"I can't imagine."
"Robert Louis Stevenson."
He flushed a little.
"You surely flatter me; there is no one whom I admire more." He looked at her in something of pleased surprise. "You read Stevenson—you like him?"
Her face lighted with enthusiasm.
"So very, very much. He seems so wise and so—human. I have all that he has written—his published letters, everything."
He continued to look at her oddly. Yes, Essie Tisdale was "different" and somehow he was glad. The personal conversation had shown him unexpected phases of her character. He saw beneath her youthful unworldliness the latent ambitions, undeveloped, immature desires and something of the underlying strength concealed by her ordinarily light-hearted exuberance. While the readjustment of Crowheart's social affairs was hurting her on the raw he saw the sensitiveness of her nature, the quick pride and perceptions which he might otherwise have been long in discovering. Previously she had amused and interested him, now she awakened in him a real anxiety as to her future.

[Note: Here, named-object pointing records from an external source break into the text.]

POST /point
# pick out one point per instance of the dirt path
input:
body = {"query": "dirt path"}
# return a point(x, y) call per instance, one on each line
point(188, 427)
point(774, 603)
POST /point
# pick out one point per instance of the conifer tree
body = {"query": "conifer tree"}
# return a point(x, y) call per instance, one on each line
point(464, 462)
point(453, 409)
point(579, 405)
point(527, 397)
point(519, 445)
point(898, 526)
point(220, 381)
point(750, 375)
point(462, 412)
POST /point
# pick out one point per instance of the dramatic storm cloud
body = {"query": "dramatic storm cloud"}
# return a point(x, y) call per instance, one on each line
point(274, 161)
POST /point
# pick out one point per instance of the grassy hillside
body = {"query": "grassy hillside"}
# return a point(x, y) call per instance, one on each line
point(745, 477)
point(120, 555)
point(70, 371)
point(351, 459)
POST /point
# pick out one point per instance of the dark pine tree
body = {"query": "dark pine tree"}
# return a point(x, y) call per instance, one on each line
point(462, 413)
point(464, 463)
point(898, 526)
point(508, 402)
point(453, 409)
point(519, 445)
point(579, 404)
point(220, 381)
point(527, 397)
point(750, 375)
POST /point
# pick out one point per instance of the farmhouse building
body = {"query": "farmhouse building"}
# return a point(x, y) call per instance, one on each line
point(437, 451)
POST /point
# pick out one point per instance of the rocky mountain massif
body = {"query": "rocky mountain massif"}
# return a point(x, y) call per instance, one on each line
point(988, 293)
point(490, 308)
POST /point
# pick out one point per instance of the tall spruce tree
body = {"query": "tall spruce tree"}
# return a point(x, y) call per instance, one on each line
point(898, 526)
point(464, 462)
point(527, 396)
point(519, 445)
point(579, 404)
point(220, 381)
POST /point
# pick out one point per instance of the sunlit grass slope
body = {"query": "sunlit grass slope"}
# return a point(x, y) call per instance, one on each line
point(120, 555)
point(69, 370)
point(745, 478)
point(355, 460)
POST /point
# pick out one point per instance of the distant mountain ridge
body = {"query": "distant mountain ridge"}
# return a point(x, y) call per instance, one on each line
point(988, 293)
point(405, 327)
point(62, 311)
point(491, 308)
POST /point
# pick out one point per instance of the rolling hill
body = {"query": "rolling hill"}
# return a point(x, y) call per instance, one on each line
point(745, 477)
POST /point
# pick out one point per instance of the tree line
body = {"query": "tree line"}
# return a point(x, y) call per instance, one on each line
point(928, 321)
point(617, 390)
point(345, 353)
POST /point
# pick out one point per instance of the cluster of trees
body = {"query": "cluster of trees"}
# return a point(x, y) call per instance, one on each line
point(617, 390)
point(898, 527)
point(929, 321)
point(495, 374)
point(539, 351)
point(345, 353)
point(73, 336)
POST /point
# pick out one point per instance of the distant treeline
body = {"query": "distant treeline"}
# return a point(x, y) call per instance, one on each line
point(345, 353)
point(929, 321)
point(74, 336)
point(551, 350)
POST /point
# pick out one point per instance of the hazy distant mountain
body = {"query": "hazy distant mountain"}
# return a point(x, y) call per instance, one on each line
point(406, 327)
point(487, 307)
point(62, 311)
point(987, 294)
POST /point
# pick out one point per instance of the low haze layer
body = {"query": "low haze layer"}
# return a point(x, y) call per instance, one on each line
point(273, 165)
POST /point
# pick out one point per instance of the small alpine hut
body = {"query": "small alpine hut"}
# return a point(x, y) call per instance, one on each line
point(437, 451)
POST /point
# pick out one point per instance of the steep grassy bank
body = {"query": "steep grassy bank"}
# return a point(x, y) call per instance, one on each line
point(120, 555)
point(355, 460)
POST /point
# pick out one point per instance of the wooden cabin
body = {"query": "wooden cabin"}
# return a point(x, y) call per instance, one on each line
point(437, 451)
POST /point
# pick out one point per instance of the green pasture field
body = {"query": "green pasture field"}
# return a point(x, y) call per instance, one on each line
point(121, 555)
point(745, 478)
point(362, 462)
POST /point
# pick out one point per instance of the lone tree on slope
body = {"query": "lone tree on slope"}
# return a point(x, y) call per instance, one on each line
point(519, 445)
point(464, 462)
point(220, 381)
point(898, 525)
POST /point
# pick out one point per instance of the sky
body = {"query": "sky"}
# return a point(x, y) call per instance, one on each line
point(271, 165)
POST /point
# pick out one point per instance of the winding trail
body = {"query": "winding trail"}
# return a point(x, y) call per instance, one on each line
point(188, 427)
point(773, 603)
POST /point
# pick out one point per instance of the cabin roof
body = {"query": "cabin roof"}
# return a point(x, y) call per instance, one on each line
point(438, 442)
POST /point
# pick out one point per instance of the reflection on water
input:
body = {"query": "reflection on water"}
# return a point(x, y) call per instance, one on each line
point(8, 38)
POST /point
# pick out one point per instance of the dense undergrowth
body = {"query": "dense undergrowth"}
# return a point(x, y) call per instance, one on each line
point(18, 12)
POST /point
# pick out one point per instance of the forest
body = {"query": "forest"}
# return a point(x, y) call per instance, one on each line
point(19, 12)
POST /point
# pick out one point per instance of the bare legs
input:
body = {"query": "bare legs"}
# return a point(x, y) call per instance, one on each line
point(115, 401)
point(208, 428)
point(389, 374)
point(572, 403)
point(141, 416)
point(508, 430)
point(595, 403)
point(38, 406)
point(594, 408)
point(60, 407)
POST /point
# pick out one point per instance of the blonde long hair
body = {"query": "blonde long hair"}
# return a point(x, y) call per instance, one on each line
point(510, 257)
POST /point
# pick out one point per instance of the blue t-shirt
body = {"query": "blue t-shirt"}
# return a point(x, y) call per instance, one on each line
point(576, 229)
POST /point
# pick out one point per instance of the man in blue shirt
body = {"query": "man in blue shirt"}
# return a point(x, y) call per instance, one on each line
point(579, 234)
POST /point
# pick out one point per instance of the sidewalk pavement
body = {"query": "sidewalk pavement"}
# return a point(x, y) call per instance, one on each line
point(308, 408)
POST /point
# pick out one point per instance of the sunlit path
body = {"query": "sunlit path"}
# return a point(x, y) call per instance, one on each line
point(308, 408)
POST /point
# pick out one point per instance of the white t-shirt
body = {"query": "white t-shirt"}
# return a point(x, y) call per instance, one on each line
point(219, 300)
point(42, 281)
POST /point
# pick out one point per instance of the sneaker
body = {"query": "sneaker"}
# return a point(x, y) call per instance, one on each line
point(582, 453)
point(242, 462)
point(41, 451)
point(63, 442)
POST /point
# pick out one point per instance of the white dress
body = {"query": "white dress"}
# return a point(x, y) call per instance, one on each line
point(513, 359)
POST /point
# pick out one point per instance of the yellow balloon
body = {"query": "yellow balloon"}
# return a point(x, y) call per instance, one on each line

"Be brave," he said, "and keep on smiling, Essie Tisdale. You must work out your own salvation as must we all. This will pass and be forgotten; there will be triumphs with your failures, don't forget that, and the long years ahead of you which you so dread may hold better things than you dare dream. In some way that I don't see now I may be able to lend you a helping hand."
"Your friendship and your sympathy are enough," she said gratefully.
"You have them both," he answered, and on the strength of ten years' difference in their ages he patted her slim fingers with a quite paternal hand, in ignorance of the malevolent pair of eyes watching him from the window at the end of the upper corridor.